――現実の梨子は、閉ざされた、狭い世界で生きているのに、夢のなかでは吉原の遊女、平安の女房になるなど、経験を重ねることで、人間として変化、成長していきます。
たくさんのひとと会うことや、行動的であることは素晴らしいことです。でも、そういうことが苦手なタイプ――私自身もそうなのですが――の人間でも、本を読むことや、ひとりのひと、梨子であれば、夫の生矢や高丘さんとじっくり付き合うことで、行動的なひとと同じように世界は広がってゆく。自分では気づいていませんでしたが、たしかにそういう喜びを書いていたのかもしれません。
夢がつなぐ現代と平安時代
――梨子が夢と現実を行き来するという、この書き方にはどのように至ったのでしょうか。
小説の書き方はいろいろありますけど、今回の場合、平安時代をそのまま舞台にすると、平安時代に対する批評的な視点や驚き、喜び、違和感、あるいは(現代と)同じだなという感覚などを書きにくいと思ったんです。その時代の人間は、そこで起きていることを当然と思っているので、平安時代に生きる業平とその周辺を眺める現代の視点が必要ではないか、と。
じゃあ今の誰かが平安時代に行ったらどうか。タイムスリップものになるのかなと一瞬、思いましたが、それだとタイムスリップという仕掛けに目が奪われてしまう。もう少し自由というか、あいまい自在な視点を得られないかと考えていたとき、それこそ夢は、古典の世界で非常に大事なものだと気づいて、このやり方を選びました。
――川上さん自身は、夢をよく見るほうですか。
見ていますけど、覚えているのは明け方、起きる直前の夢で、今日の予定を頭で半分考えているような。ズームで打ち合わせをしているとか、大根買おうといった現実的な、それ、全然夢じゃないでしょうという、飛躍のない夢ですね(笑)。
江戸時代のいちばんのロングセラーは『伊勢物語』
――です・ます調で書かれた小説のトーンはゆるやかなのに、読んでいて感じたのは、振れ幅の大きさです。
江戸時代を入れたことが、振れ幅の大きさにつながったのかもしれません。
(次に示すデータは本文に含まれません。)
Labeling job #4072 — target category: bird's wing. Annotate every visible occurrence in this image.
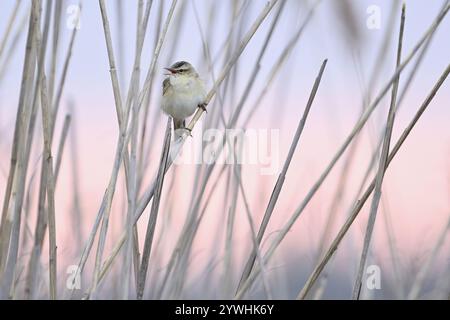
[163,77,170,96]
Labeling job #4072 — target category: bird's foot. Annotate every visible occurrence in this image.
[198,103,208,113]
[175,127,192,138]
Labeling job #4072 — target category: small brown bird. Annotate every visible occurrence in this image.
[161,61,206,134]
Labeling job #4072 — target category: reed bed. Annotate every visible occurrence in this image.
[0,0,450,300]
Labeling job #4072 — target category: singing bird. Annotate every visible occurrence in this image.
[161,61,206,132]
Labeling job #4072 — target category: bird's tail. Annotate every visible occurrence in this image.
[173,118,186,138]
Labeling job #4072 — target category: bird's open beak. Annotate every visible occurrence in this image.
[164,68,177,76]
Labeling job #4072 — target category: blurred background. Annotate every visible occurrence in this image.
[0,0,450,299]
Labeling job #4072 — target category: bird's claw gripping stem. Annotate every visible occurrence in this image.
[198,103,208,113]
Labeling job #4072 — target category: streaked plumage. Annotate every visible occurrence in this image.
[161,61,206,130]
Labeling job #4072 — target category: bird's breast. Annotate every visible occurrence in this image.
[162,76,206,119]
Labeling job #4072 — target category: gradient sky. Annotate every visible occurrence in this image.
[0,0,450,298]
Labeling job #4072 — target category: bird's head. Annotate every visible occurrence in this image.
[164,61,198,77]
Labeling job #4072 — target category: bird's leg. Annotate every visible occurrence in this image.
[198,102,208,113]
最初は平安時代と現代を行き来するつもりでしたが、国文研の館長で、江戸から近世以前を専門にされているロバート キャンベルさんから、江戸時代のいちばんのロングセラーは『伊勢物語』だったと教えられたんです。ベストセラーは近松(門左衛門)とか、そのときどき、いろいろあったのでしょうが、みんながずっと読み続け、ずっと出版され続けたのは『伊勢物語』だった。
当時、豊かな町人が増えて、その子弟のための絵入りの注釈本、子供向けのもの、かるた、それに『伊勢物語』のパロディもたくさん出ていたそうです。
要因はいろいろあるでしょうけれど、『伊勢物語』は和歌が多く、文章はすごく少ないので、想像の余地があるんです。恋愛だけでなく、業平の仕事、友人関係が書かれた段もあって、そういう意味で、『伊勢物語』には人間の生き方の原型が、神話のように描かれている。それを、江戸時代のひとたちは愛したのかな、と。
あと、平安のひとと、江戸のひと、そして現代の私たちでは、『伊勢物語』に対して抱く感情がそれぞれ違うので、そこでもいくつかのレイヤーが生まれたのかもしれません。
――そういったレイヤーを生み出す、それぞれの時代の制度や社会背景の違いは、違和感なく受け入れられましたか。
社会背景の違いを知るためにいろいろ調べてゆくと、ある社会、政治状況のもとでは、こういう行動を取らざるを得ないということを、理解はできます。けれど、自分がそこで生きていたらどうだろうということも、同時に考えて。受け入れつつも、自分に引き寄せれば葛藤もしつつ、というスタンスで書いていましたね。
小説家は“冷徹”
――現代の観点で見れば違和感を覚えるのに、小説を読んでいるあいだは梨子が言うように、これも定めなのだと、その世界を受け入れていました。
それは嬉しいお言葉です。作家は書いているあいだ、物語のなかの人物を、場所を、歴史を生きているものの、やはり自分は別のところにいる。本を書くというのは、そういうことなのだと思います。
――書いている世界を生きながらも、俯瞰というか、冷徹な目がある。作家の方のなかでは、そのふたつが同時進行しているのですね。
そうそう、小説家はけっこう、冷徹ですよ(笑)。あまり情緒に流されたり、そのなかに入り込んで、わーっと盛り上がっていたら、小説は書けないと思います。